HaiXiang Zhu
2025
Read Before Grounding: Scene Knowledge Visual Grounding via Multi-step Parsing
HaiXiang Zhu
|
Lixian Su
|
ShuangMing Mao
|
Jing Ye
Proceedings of the 31st International Conference on Computational Linguistics
Visual grounding (VG) is an important task in vision and language that involves understanding the mutual relationship between query terms and images. However, existing VG datasets typically use simple and intuitive textual descriptions, with limited attribute and spatial information between images and text.

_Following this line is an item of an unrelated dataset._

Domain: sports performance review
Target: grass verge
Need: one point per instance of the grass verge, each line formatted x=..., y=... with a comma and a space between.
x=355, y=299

Recently, the Scene Knowledge Visual Grounding (SK-VG) task has been introduced, which constructs VG datasets using visual knowledge and relational referential expressions. Due to the length of textual visual knowledge and the complexity of the referential relationships between entities, previous models have struggled with this task. Therefore, we propose ReadVG, a zero-shot, plug-and-play method that leverages the robust language understanding capabilities of Large Language Models (LLMs) to transform long visual knowledge texts into concise, information-dense visual descriptions. To improve the accuracy of target localisation, we employ a multi-step parsing algorithm that can progressively extract the query targets and their features from the visual knowledge and relational referencing expressions, thereby assisting multimodal models to more accurately localise the target for grounding purposes. Extensive experiments and case studies show that our approach can significantly improve the performance of multimodal grounding models.